Somos incapaces de reconstruir la ansiedad de Miguel Ángel Blanco esperando en el zulo, los interminables minutos en que fue transportado hasta el patíbulo de hierba húmeda. Sabemos, sí, que sudó casi sangre: el cuerpo humano lo es todo, porque contiene la vida, que es la risa y el llanto, la emoción y también la derrota, porque siente y sufre y tiene miedo en el segundo antes de la muerte, porque sabe la pistola en la sien y el eco definitivo de la bala que rompe todo cuanto amamos. Pero aunque pudiéramos inventar palabras no podríamos sentir su horror, su angustia: describir la muerte no es sentir el miedo del moribundo.
Lloramos hace diez años porque no concebíamos tanto sufrimiento, porque creíamos aún que existe un reducto último de compasión y piedad en el corazón de todos los hombres.
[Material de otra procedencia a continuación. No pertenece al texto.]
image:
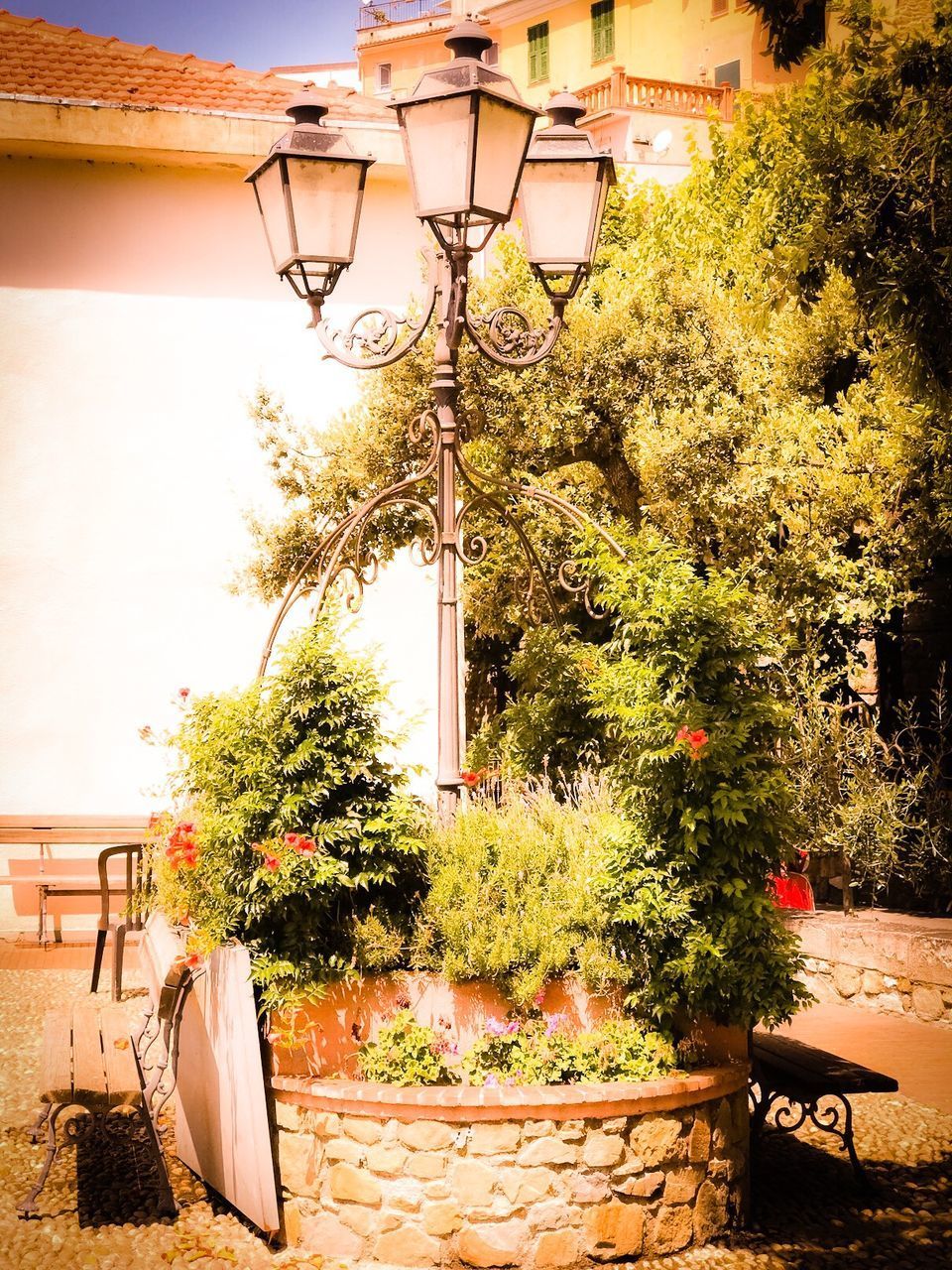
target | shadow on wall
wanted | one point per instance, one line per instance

Pero en la placidez del verano dos disparos acabaron con la esperanza, que es esperar en los balcones del tiempo.
Aquellos días de julio de 1997 fueron sacados de una tragedia griega. Porque el asesinato de Miguel Ángel Blanco describe con precisión ática las fuerzas cósmicas que rigen el destino de los hombres: ahí está el inocente, condenado sin posibilidad de salvación; y ahí los criminales y el asco que producen; y el precio –imposible de pagar– que se pone a la vida de la víctima; y el crimen en la tarde y los perros que ladran junto a la sangre; y un pueblo que llora; y los asesinos que, en el juicio de los hombres, se ríen del dolor causado; y un derecho absurdo que en diez o quince años, liberará a los criminales, consumando el drama de Miguel Ángel, al que nadie, en aquellas horas de plomo, le dio la posibilidad de eludir su condena. Los griegos pensaron que el mundo es un caos en el que nos perdemos pero en el que contamos, para sobrevivir, con la brújula de la razón. Por Miguel Ángel Blanco sabemos que el navío de nuestra vida está perdido en un torbellino de bombas y pistolas y códigos injustos.